Coluna Cunha e Silva Filho: A literatura é para ser lida

gravura de “Th · Gustave Dore Private Collection / Bridgeman Images


Um meu ex-professor professor de literatura, A. Tito Filho (1924-1992) no velho Liceu Piauiense (no meu tempo se chamava Colégio Estadual “Zacarias Góis), nome respeitado e admirado do magistério, do jornalismo, da boêmia literária, uma vez me levando, em sua Rural Willlis, para casa de volta de um encontro, em lugar aprazível, se não me engano, num sítio de um amigo comum de intelectuais e professores, incluindo meu pai, me dissera: ”Leia primeiro os autores, depois complemente com a teoria. Só terá a lucrar com isso.”
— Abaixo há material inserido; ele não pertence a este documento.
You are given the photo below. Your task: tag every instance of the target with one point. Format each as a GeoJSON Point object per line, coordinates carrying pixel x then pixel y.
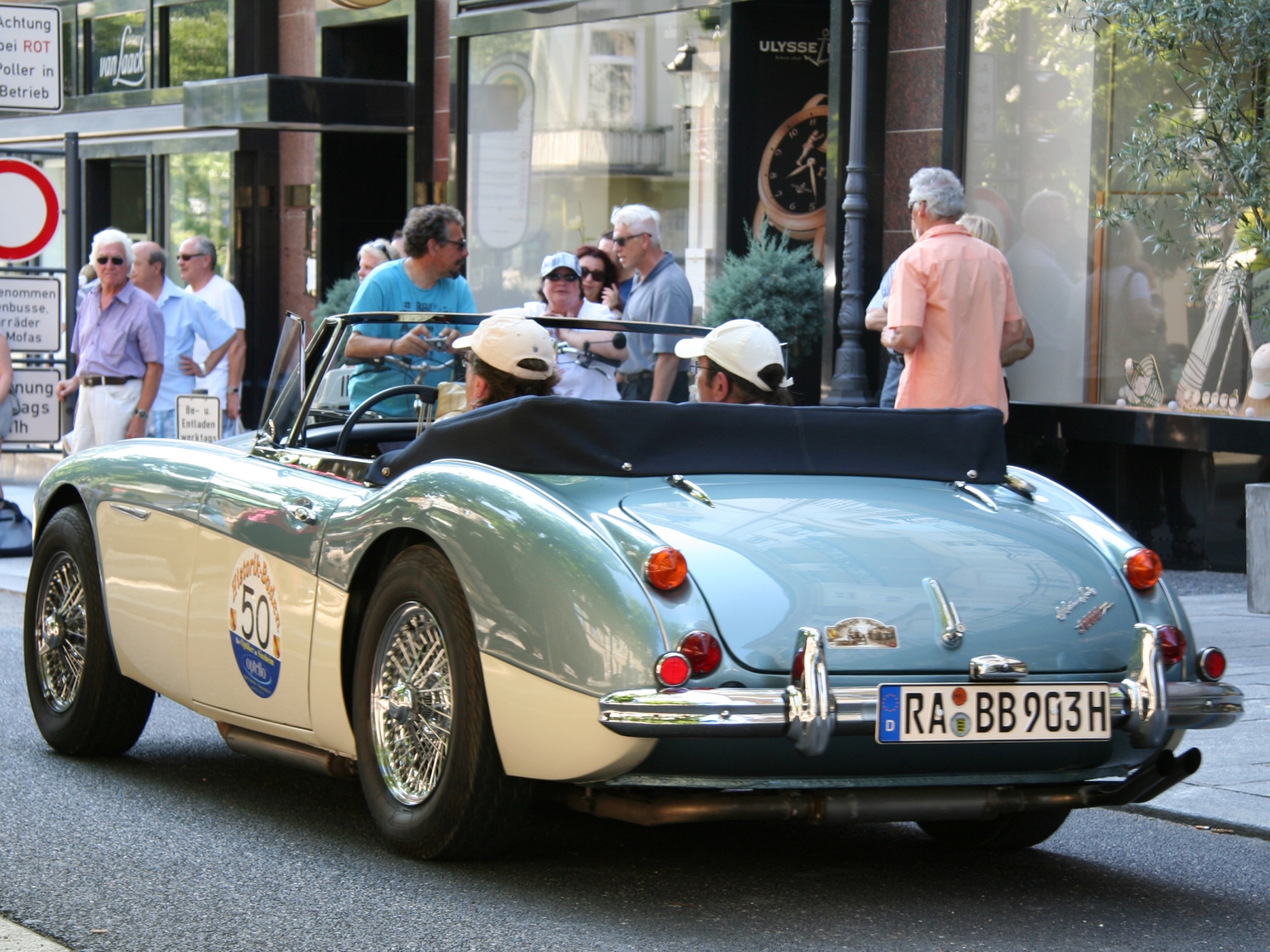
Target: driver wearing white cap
{"type": "Point", "coordinates": [510, 357]}
{"type": "Point", "coordinates": [738, 362]}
Essa recomendação, dirigida sobretudo a jovens, enfatizava a grande importância da leitura intensiva e extensiva. Tal declaração do meu professor aproveitei para citar no meu livro para estudantes de Letras, Breve introdução ao curso de Letras: uma orientação (Litteris Editora; Quártica, Rio de Janeiro, 2009, 120 p). A sugestão inteligente de A. Tito Filho é ainda atualíssima e assim será sempre. Contudo, deve ser entendida, a meu ver, nos seguintes termos: a leitura deve ser intensa e extensa, conforme assinalei acima, mas acompanhada simultaneamente das leituras da teoria literária, com a leitura dos críticos e ensaístas. Ela se põe, assim, num tripé, ou seja, autor + leitor + teoria. Naturalmente, me estou referindo a alunos que se destinem aos estudos literários, conquanto reconheça que leitores há que gostam também de ler sobre o que teóricos e críticos pensam acerca de ficcionistas, poetas, dramaturgos, cineastas, artistas em geral.

O que não deve acontecer é a hipertrofia, o excesso de leituras teóricas que dizem mais respeito a acadêmicos das áreas das ciências humanas ou até científicas, pois conheço pessoas que, sendo engenheiros, ou mesmo acadêmicos de engenharia ou de outras áreas tecnocientíficas, valorizam a literatura, a linguística etc. Tanto é verdade que, no passado e no presente, escritores existem que se graduaram em áreas não correlatas às humanidades.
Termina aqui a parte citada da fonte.